DDR revidiert 49-Prozent-Regel

■ Auslandsmehrheiten an DDR-Betrieben werden „in Ausnahmefällen“ zulässig

Bonn (dpa/taz) - Der Ort war symbolisch gewählt. Ausgerechnet in Bonn verkündete DDR-Wirtschaftsministerin Luft, ausländische Klein- und mittelständische Betriebe der Industrie sowie Unternehmen, die „vorzügliches“ technologisches Know-how in die DDR einbringen, könnten sich künftig mehrheitlich an Gemeinschaftsunternehmen mit DDR -Betrieben beteiligen.
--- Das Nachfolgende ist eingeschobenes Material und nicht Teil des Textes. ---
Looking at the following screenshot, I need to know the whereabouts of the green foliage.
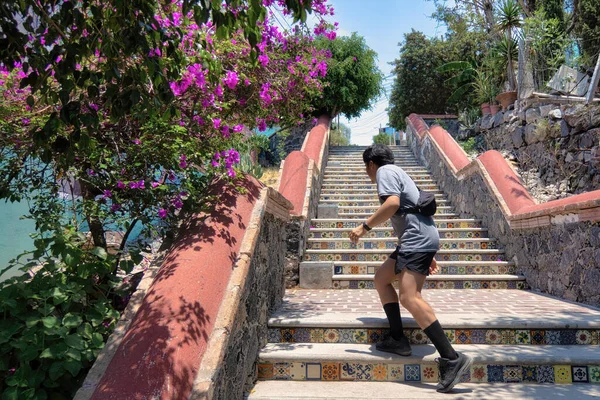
[373,132,394,146]
[523,9,571,88]
[575,0,600,66]
[457,138,477,154]
[388,25,486,129]
[312,33,383,119]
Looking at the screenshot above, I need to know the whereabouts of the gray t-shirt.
[376,164,440,252]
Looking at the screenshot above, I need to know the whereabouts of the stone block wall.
[474,104,600,201]
[407,114,600,306]
[211,214,286,400]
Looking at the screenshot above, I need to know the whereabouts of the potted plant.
[496,0,523,109]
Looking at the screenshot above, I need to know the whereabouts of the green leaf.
[64,360,81,376]
[92,332,104,349]
[63,313,83,328]
[91,247,108,260]
[48,361,65,381]
[42,316,58,328]
[65,333,85,350]
[65,348,81,361]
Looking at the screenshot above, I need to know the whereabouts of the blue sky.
[328,0,445,145]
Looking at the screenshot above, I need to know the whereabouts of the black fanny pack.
[398,189,437,217]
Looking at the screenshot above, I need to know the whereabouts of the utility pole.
[586,51,600,104]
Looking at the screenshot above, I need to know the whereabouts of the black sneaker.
[375,335,412,357]
[435,352,473,393]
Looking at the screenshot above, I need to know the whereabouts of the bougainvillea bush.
[0,0,335,399]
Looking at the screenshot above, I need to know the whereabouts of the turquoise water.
[0,201,35,280]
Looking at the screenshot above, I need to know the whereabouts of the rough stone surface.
[213,214,286,400]
[525,108,541,124]
[408,126,600,306]
[475,105,600,197]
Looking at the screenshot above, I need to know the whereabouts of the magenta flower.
[223,71,239,90]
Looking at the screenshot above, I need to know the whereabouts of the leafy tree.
[0,0,332,399]
[313,32,383,119]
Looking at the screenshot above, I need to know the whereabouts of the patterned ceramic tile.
[487,365,504,383]
[504,365,523,383]
[290,362,306,381]
[404,364,421,382]
[571,365,590,383]
[388,364,404,382]
[421,364,439,382]
[306,363,322,381]
[273,363,292,380]
[554,365,573,383]
[257,363,273,379]
[373,364,388,381]
[531,331,546,344]
[521,365,538,383]
[575,330,593,344]
[537,365,554,383]
[322,363,340,381]
[515,330,531,344]
[471,364,488,383]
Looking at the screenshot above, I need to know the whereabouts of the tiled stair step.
[304,249,506,262]
[333,274,528,290]
[267,324,600,346]
[307,237,498,250]
[247,380,600,400]
[257,343,600,384]
[319,198,450,207]
[338,205,454,214]
[310,219,481,229]
[321,182,438,190]
[319,193,448,201]
[308,227,487,240]
[338,211,459,218]
[321,191,445,196]
[328,261,517,279]
[323,175,435,185]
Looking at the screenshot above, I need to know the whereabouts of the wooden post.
[586,51,600,104]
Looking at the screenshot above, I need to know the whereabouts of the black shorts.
[390,248,435,276]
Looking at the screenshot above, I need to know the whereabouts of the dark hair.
[363,144,394,167]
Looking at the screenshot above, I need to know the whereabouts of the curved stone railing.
[75,177,292,400]
[276,116,331,287]
[406,114,600,305]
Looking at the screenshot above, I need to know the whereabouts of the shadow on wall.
[92,179,262,399]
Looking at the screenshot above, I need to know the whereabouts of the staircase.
[248,147,600,399]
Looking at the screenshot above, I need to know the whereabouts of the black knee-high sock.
[423,319,458,360]
[383,303,404,340]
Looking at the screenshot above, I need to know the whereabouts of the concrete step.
[307,237,498,250]
[308,227,487,239]
[332,271,528,290]
[310,219,481,229]
[303,249,506,262]
[247,380,600,400]
[257,343,600,384]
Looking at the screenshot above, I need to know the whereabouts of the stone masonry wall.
[472,104,600,202]
[408,125,600,306]
[213,214,286,400]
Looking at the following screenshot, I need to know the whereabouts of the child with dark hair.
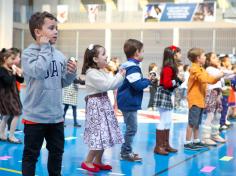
[202,52,226,145]
[154,45,182,155]
[81,44,125,172]
[22,12,77,176]
[148,63,159,110]
[117,39,151,161]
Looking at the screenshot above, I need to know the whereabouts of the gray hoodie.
[22,44,76,123]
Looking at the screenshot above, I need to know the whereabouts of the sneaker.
[225,120,231,126]
[184,143,199,150]
[121,153,142,162]
[220,125,229,130]
[193,141,209,149]
[211,135,226,143]
[202,138,217,146]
Wieder einmal hat die Regierung Modrow eingelenkt und frühere Absichtsbekundungen revidiert. Die noch im Joint-venture-Entwurf vorgesehene Regel einer maximalen 49-Prozent-Beteiligung dürfte bald zur Ausnahme werden. Bundeswirtschaftsminister Haussmann, bei dem Frau Luft zu Besuch weilte, hat die Nachricht mit Freude vernommen. „Der deutsch-deutsche Wirtschaftsalltag hat begonnen“, kommentierte er und verwies auf die großen Chancen, die mit den Kooperationsmöglichkeiten verbunden seien. Dieser Alltag dürfte sich allerdings für die DDR -Seite weniger hoffnungsvoll als für das bundesdeutsche Kapital darstellen. Zu erwarten ist nämlich, daß Mehrheitsbeteiligungen insbesondere mit ökonomisch rentablen oder modernisierungsfähigen DDR-Unternehmen abgeschlossen werden, während die große Zahl der maroden Betriebe von dieser Kooperation ausgeschlossen bleibt.
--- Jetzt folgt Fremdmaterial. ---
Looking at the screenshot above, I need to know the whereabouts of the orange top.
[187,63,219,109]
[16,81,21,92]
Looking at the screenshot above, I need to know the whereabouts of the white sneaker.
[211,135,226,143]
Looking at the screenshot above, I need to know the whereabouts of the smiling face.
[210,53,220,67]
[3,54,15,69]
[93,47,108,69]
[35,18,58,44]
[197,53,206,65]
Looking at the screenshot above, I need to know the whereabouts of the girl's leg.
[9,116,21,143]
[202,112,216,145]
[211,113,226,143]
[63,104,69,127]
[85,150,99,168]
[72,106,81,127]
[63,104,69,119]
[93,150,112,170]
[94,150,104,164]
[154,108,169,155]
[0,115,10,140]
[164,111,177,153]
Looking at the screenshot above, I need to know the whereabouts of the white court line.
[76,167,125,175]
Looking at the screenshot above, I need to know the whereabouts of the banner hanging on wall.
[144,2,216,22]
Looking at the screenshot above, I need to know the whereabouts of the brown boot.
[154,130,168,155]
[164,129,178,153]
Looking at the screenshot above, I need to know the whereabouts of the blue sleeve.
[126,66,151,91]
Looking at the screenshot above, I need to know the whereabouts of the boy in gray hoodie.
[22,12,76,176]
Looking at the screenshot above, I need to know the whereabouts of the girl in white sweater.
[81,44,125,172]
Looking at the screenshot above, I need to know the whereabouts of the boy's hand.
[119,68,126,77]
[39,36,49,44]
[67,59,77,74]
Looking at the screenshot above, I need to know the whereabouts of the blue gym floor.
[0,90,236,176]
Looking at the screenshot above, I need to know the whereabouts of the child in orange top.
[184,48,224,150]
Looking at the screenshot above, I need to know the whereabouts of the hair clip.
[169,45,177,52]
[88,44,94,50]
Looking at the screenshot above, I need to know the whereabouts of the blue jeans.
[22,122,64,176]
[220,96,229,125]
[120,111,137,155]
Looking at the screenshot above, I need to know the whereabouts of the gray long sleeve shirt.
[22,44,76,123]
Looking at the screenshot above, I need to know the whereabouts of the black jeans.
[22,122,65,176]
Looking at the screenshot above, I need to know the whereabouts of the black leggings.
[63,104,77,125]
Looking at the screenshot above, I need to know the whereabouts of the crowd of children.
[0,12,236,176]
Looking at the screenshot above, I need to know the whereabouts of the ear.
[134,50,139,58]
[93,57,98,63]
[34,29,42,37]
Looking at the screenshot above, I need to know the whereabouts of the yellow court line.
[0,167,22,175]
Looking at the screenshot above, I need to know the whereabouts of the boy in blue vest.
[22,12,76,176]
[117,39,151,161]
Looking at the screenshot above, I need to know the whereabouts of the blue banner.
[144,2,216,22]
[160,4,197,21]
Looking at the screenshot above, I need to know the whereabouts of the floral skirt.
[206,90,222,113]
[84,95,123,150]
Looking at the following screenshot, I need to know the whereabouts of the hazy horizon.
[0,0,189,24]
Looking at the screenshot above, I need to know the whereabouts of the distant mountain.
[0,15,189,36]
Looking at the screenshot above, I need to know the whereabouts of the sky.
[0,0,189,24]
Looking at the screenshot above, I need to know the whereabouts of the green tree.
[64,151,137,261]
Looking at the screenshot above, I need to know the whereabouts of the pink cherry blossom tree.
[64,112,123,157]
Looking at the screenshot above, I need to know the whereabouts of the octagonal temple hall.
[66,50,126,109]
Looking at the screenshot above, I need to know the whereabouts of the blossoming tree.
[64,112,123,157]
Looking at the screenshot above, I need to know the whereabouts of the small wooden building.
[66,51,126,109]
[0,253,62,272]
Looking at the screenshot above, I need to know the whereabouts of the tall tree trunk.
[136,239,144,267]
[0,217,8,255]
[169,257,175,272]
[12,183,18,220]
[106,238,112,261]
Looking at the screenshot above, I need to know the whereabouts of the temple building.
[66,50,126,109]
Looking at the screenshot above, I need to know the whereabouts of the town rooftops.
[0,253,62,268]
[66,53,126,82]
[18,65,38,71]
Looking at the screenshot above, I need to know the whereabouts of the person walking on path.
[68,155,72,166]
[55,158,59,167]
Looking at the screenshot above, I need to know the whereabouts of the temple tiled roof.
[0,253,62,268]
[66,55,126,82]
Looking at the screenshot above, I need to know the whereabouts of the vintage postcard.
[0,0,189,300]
Eine Expertengruppe soll sich bis zum 25. Januar gründen, um die Ausnahmeanträge zu prüfen und zu genehmigen. Das Genehmigungsverfahren soll möglichst einfach und unbürokratisch sein. Zur Teilnahme an joint ventures werden künftig auch juristische Personen eingeladen; Gewerbe- und Niederlassungsfreiheit soll eingeführt werden. Je eine deutsch-deutsche Expertengruppe wird sofort mit der Ausarbeitung des bilateralen Investitionsschutzabkommens beginnen sowie Möglichkeiten für DDR-Existenzgründer abklopfen, in den Genuß von Mitteln aus den ERP-Kreditfonds zu kommen. Die Welle der „neuen Selbständigkeit“ kann auch in der DDR anrollen.